读论文时间!
计算机视觉模型:ResNet
参考:吴恩达深度学习视频
吴恩达说残差网络
非常非常深的神经网络是很难训练的,因为存在梯度消失和梯度爆炸问题。这节课我们学习跳跃连接(Skip connection),它可以从某一层网络层获取激活,然后迅速反馈给另外一层,甚至是神经网络的更深层。

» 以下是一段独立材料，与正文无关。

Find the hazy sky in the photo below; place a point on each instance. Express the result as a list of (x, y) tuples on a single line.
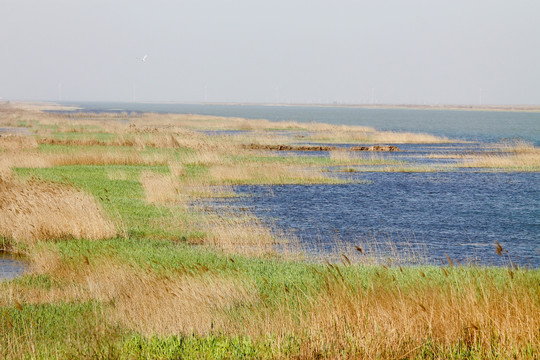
[(386, 51)]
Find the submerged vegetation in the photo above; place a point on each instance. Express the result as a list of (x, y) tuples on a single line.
[(128, 260)]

利用跳跃连接构建能够训练深度网络的残差网络(ResNet),有时深度能够超过100层。
回忆一下$a^{[l]}$到$a^{[l+2]}$的计算过程:
\[\begin{align} \left\{ \begin{aligned} z^{\left\lbrack l + 1 \right\rbrack} = W^{\left\lbrack l + 1 \right\rbrack}a^{[l]} + b^{\left\lbrack l + 1 \right\rbrack} \\ a^{\left\lbrack l + 1 \right\rbrack} =g(z^{\left\lbrack l + 1 \right\rbrack})\\ z^{\left\lbrack l + 2 \right\rbrack} = W^{\left\lbrack l+2 \right\rbrack}a^{\left\lbrack l + 1 \right\rbrack} + b^{\left\lbrack l + 2 \right\rbrack}\\ a^{\left\lbrack l + 2 \right\rbrack} = g(z^{\left\lbrack l + 2 \right\rbrack}) \end{aligned} \right. \end{align}\]

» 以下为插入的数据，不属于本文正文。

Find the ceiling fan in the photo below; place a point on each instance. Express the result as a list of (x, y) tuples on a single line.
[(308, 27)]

在残差网络中有一点变化,在$a^{[l]}$到$a^{[l+2]}$的计算过程更改如下:
\[\begin{align} \left\{ \begin{aligned} z^{\left\lbrack l + 1 \right\rbrack} = W^{\left\lbrack l + 1 \right\rbrack}a^{[l]} + b^{\left\lbrack l + 1 \right\rbrack} \\ a^{\left\lbrack l + 1 \right\rbrack} =g(z^{\left\lbrack l + 1 \right\rbrack})\\ z^{\left\lbrack l + 2 \right\rbrack} = W^{\left\lbrack l+2 \right\rbrack}a^{\left\lbrack l + 1 \right\rbrack} + b^{\left\lbrack l + 2 \right\rbrack}\\ \ a^{\left\lbrack l + 2 \right\rbrack} = g\left(z^{\left\lbrack l + 2 \right\rbrack} + a^{[l]}\right) \end{aligned} \right. \end{align}\]把一个普通网络(Plain network)变成ResNet的方法是加上跳跃连接,如同下面这张图,每两层增加一个捷径,构成一个残差块,5个残差块连接在一起构成一个残差网络。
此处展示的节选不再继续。